Last, but certainly not least, the summer before my junior year, Miss Fischer donated her summer to a program called Outward Bound. Outward Bound is for teenagers who are facing jailtime. They can do the time or do Outward Bound. So the first day of school was a recap of this trip spent on a boat catching your meals, dropping your pants and doing your business over the side of a boat (the worst of horrors to a 15-year-old girl), then being dropped on an island for four days to survive with a partner at the end. I kept saying I'd pick jail when I retold the story, but I secretly admired Miss Fischer enormously for doing this. What I understand now is she was telling us right from go how much she cared without telling us how much she cared.

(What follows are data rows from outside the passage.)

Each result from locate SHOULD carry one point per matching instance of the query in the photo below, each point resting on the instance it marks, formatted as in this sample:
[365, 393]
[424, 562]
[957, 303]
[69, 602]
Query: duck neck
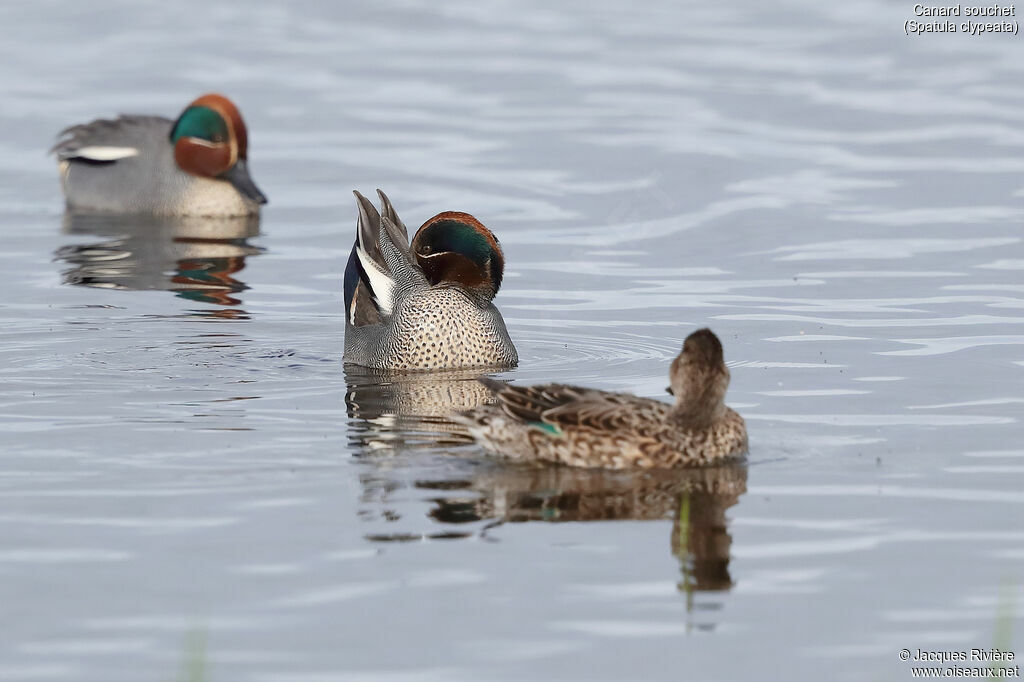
[697, 412]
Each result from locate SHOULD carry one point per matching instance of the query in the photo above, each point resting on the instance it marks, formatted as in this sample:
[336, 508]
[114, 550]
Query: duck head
[210, 140]
[456, 248]
[698, 379]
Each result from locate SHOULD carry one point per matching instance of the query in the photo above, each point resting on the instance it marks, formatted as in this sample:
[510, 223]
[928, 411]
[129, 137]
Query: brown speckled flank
[585, 427]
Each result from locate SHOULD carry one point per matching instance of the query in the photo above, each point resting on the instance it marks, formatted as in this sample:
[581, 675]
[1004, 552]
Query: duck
[196, 165]
[585, 427]
[425, 304]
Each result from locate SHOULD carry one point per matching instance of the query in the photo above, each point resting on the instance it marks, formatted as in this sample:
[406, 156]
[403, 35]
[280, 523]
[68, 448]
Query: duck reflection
[695, 499]
[394, 411]
[196, 258]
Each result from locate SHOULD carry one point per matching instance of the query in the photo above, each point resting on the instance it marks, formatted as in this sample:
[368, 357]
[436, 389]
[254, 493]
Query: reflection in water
[197, 258]
[392, 413]
[394, 410]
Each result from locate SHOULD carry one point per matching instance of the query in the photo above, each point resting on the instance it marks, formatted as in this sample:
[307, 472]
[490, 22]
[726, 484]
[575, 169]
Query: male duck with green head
[195, 166]
[425, 304]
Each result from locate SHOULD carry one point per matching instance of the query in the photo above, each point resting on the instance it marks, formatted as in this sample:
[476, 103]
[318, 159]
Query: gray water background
[181, 475]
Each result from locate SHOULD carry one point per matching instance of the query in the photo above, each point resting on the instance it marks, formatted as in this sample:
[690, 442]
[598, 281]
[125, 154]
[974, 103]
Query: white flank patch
[105, 153]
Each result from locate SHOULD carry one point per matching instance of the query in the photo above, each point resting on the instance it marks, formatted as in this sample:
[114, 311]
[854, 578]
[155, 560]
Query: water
[188, 472]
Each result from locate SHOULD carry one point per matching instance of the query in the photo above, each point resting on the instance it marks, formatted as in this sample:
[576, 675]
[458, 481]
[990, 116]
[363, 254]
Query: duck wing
[109, 140]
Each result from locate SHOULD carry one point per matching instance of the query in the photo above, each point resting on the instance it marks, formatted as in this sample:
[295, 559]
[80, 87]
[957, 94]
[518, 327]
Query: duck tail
[380, 264]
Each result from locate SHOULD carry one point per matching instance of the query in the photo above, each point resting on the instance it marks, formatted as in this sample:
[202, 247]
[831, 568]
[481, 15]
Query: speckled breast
[442, 329]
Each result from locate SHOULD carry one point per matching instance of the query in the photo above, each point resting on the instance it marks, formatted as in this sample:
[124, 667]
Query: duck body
[195, 166]
[584, 427]
[425, 305]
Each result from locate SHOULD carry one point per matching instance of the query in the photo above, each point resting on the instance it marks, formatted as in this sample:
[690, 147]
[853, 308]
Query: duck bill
[239, 176]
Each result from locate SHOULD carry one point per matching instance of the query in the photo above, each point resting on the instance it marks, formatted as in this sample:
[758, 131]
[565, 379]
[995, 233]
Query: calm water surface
[188, 471]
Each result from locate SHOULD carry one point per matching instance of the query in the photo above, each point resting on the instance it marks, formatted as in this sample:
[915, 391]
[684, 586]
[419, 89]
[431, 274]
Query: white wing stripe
[380, 283]
[104, 153]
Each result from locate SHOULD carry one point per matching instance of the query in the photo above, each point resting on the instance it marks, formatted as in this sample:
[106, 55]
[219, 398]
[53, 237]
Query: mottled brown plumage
[591, 428]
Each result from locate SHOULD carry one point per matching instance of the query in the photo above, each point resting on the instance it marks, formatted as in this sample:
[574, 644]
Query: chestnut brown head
[456, 248]
[210, 140]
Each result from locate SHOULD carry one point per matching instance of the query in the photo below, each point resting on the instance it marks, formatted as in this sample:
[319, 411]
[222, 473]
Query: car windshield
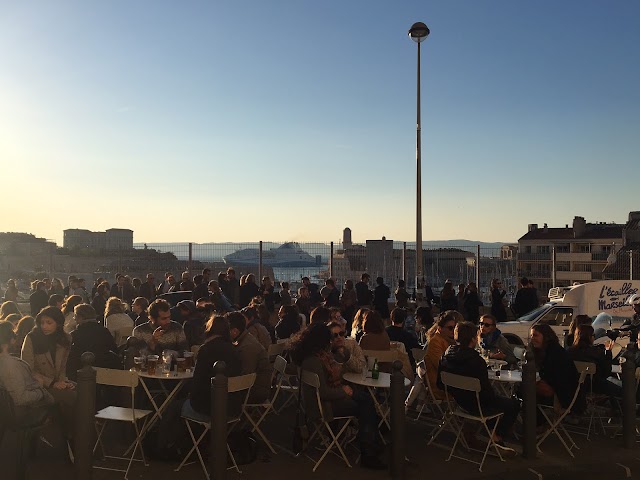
[534, 313]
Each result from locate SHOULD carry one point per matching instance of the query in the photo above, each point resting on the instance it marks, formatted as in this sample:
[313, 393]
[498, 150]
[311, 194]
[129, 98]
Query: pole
[529, 448]
[553, 266]
[398, 426]
[85, 410]
[419, 265]
[331, 262]
[260, 262]
[218, 447]
[629, 397]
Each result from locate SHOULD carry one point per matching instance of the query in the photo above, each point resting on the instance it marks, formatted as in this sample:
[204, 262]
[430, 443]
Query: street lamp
[418, 32]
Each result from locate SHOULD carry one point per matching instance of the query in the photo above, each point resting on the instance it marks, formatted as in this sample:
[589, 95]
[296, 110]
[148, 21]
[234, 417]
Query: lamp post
[418, 32]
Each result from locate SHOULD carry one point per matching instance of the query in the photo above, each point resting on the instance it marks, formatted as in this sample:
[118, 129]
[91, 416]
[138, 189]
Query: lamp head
[418, 32]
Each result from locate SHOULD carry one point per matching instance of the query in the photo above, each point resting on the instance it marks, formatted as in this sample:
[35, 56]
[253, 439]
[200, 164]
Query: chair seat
[121, 414]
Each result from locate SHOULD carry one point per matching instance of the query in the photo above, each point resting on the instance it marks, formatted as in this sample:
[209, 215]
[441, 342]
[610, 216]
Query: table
[144, 377]
[383, 381]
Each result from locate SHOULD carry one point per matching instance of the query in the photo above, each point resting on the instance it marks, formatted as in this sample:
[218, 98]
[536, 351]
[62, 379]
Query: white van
[609, 296]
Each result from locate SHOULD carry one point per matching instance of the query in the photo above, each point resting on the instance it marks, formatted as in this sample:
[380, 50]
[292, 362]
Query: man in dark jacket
[463, 359]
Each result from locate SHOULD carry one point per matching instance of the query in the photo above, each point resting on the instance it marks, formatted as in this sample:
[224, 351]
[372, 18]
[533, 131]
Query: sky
[237, 121]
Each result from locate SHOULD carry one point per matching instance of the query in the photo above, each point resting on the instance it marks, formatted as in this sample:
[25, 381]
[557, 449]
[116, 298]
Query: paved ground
[601, 458]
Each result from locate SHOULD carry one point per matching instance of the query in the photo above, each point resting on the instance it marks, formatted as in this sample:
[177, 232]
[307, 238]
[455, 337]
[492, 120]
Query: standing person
[46, 349]
[249, 290]
[402, 296]
[39, 298]
[472, 303]
[381, 296]
[148, 288]
[363, 293]
[330, 293]
[11, 293]
[497, 301]
[266, 292]
[232, 287]
[348, 302]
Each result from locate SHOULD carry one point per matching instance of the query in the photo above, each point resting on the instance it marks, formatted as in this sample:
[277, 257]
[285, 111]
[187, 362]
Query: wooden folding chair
[554, 419]
[132, 415]
[242, 383]
[470, 384]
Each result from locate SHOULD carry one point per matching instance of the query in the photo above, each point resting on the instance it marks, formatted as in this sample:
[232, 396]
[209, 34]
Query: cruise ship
[289, 254]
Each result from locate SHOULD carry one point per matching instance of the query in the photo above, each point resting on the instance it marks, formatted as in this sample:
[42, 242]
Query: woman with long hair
[67, 310]
[497, 298]
[46, 350]
[558, 374]
[439, 338]
[311, 350]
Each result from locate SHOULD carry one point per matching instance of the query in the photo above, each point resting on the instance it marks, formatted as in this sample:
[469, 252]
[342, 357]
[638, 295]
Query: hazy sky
[211, 121]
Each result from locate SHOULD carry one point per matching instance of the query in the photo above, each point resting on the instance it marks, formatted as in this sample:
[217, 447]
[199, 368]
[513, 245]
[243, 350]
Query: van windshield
[534, 313]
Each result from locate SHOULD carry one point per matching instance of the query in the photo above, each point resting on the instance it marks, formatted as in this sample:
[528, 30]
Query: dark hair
[236, 320]
[218, 325]
[40, 342]
[372, 322]
[320, 315]
[582, 337]
[548, 334]
[157, 306]
[398, 316]
[6, 333]
[55, 299]
[465, 332]
[8, 308]
[309, 342]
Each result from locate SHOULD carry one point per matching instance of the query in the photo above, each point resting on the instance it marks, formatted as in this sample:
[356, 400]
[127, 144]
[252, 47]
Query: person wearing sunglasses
[439, 338]
[491, 339]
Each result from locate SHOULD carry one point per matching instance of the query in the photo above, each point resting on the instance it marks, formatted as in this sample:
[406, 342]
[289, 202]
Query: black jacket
[92, 337]
[466, 361]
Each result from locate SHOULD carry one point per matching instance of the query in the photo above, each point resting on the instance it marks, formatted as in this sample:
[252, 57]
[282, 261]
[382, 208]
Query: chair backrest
[116, 378]
[470, 384]
[383, 356]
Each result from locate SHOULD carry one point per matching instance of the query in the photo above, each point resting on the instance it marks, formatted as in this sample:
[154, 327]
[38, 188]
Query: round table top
[384, 381]
[163, 376]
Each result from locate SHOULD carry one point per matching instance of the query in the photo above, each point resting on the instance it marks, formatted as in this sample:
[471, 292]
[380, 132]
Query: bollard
[84, 434]
[629, 397]
[398, 427]
[529, 448]
[218, 452]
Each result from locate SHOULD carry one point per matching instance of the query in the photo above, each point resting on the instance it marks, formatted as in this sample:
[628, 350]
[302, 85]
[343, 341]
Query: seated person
[310, 350]
[345, 350]
[255, 328]
[558, 373]
[289, 322]
[397, 333]
[583, 350]
[90, 336]
[375, 337]
[463, 359]
[160, 333]
[31, 400]
[253, 357]
[217, 347]
[492, 340]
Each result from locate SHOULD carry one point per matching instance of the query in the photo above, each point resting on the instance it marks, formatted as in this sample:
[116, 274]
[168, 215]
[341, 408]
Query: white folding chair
[120, 378]
[239, 384]
[330, 439]
[257, 412]
[554, 419]
[470, 384]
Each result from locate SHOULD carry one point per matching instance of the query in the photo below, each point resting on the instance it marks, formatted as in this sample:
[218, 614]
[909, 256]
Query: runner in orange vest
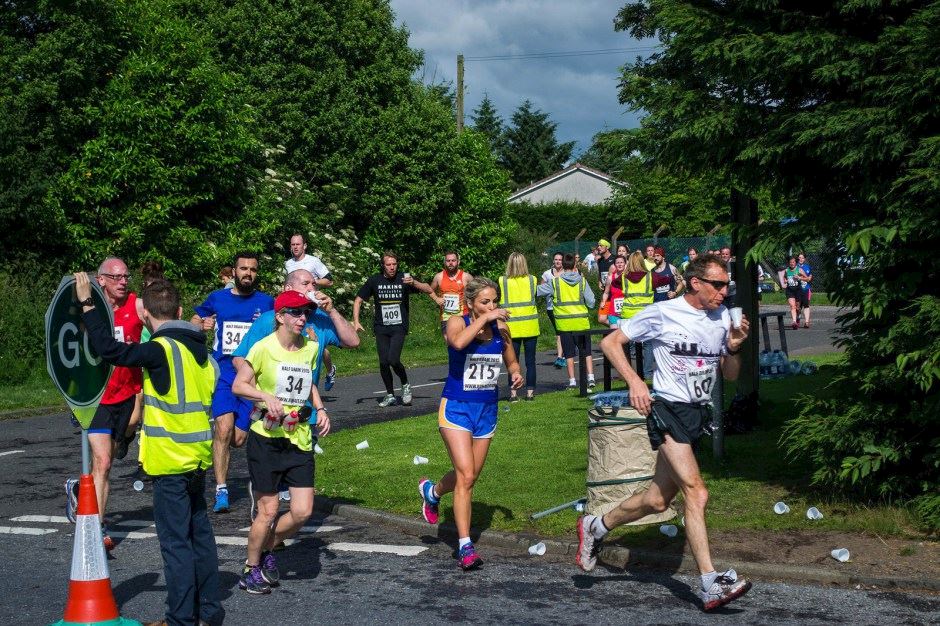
[447, 288]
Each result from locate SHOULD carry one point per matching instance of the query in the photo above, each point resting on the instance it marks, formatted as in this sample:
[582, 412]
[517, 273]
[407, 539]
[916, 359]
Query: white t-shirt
[688, 344]
[310, 263]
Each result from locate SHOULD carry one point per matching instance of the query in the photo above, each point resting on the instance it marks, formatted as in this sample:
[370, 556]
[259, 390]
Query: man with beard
[230, 312]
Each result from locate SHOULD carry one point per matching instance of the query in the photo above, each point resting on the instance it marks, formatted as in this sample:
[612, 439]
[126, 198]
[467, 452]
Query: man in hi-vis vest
[571, 298]
[179, 377]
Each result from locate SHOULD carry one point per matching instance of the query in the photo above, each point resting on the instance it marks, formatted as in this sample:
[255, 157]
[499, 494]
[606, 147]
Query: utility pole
[459, 93]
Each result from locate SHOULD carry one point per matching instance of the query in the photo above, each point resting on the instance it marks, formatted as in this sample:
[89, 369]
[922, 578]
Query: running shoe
[221, 501]
[588, 545]
[429, 508]
[269, 571]
[71, 499]
[727, 587]
[253, 581]
[468, 558]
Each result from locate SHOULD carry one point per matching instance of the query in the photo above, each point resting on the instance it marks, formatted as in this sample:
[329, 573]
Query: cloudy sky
[579, 92]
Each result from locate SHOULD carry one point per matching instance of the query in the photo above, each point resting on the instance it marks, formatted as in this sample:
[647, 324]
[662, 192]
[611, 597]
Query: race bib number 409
[293, 383]
[481, 372]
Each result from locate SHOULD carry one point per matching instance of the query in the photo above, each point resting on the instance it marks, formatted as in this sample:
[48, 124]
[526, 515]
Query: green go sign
[78, 373]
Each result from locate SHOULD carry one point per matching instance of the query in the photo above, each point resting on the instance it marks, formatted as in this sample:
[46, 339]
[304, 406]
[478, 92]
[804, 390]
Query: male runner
[110, 424]
[692, 338]
[231, 312]
[447, 288]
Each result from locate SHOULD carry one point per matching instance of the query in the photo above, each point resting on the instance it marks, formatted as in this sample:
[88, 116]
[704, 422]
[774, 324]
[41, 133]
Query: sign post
[78, 373]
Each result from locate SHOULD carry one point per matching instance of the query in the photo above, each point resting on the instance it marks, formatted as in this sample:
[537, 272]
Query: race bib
[699, 382]
[452, 303]
[232, 333]
[293, 383]
[391, 315]
[481, 372]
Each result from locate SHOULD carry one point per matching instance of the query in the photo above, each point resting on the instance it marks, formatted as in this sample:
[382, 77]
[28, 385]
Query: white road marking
[377, 547]
[25, 530]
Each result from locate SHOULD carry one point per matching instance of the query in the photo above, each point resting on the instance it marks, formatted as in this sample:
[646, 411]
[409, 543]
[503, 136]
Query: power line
[558, 55]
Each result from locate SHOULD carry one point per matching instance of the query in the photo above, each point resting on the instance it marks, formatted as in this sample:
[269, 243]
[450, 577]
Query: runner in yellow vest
[571, 298]
[517, 295]
[179, 377]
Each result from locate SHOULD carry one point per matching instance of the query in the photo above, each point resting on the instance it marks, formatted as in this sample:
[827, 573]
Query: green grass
[539, 459]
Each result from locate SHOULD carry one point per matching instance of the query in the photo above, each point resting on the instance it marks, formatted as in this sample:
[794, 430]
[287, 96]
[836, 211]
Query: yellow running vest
[176, 436]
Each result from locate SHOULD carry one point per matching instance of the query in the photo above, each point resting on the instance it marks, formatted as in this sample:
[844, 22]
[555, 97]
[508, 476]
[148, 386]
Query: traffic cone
[90, 598]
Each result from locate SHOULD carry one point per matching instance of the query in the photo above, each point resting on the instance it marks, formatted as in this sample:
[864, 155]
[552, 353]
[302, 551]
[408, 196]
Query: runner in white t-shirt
[300, 260]
[693, 343]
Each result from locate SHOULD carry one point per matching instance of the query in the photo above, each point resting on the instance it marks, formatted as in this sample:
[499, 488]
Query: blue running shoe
[221, 501]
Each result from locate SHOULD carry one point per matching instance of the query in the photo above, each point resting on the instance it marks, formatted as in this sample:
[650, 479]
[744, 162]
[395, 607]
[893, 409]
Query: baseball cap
[292, 300]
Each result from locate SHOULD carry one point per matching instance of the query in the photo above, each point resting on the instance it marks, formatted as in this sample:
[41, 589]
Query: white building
[576, 183]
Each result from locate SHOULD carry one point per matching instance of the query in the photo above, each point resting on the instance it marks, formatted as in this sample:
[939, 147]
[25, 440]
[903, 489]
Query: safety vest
[636, 296]
[518, 297]
[568, 302]
[176, 436]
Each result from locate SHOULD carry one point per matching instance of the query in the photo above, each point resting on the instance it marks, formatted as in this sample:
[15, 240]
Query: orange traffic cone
[90, 598]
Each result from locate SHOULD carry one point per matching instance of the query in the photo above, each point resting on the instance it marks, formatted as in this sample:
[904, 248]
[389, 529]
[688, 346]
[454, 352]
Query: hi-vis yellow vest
[568, 303]
[518, 297]
[636, 296]
[176, 436]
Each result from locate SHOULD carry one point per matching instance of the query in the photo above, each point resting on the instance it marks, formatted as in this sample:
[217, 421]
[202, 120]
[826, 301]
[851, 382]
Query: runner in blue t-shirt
[478, 345]
[230, 312]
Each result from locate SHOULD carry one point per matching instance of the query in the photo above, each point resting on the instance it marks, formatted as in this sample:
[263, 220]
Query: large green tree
[833, 107]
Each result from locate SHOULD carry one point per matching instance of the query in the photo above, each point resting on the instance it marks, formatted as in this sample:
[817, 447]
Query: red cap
[291, 300]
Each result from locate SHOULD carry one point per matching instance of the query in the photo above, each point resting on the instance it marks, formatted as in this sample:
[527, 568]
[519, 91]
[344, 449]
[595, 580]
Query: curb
[619, 556]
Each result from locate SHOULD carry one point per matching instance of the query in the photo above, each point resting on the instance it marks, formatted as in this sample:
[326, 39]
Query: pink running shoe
[429, 506]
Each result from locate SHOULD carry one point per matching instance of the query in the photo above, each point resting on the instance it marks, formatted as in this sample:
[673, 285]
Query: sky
[579, 93]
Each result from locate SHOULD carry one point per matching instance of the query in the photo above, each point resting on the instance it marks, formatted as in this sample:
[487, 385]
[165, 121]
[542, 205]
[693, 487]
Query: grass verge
[539, 459]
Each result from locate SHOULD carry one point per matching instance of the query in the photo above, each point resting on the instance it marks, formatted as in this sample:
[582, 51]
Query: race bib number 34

There are teachers and then there are teachers. Most of them are not Miss Fischers. Most of them are not interested in challenging your personal beliefs or your thinking process. Most of them don't think about the fact that they can impact the person you will be after you leave the institution known as high school. Most of them don't care like she did. Most of them don't see those 45 minutes a day as teaching moments every day. Most of them don't make you better people when you leave their classroom as opposed to just smarter. I have toyed with the idea of teaching off and on since graduating college. It would mean going back to school for education classes, but that isn't why I don't do it. I would only want to do it if I could teach like Miss Fischer. I'm not convinced that in today's society of rules and regulations that Miss Fischer can teach like Miss Fischer.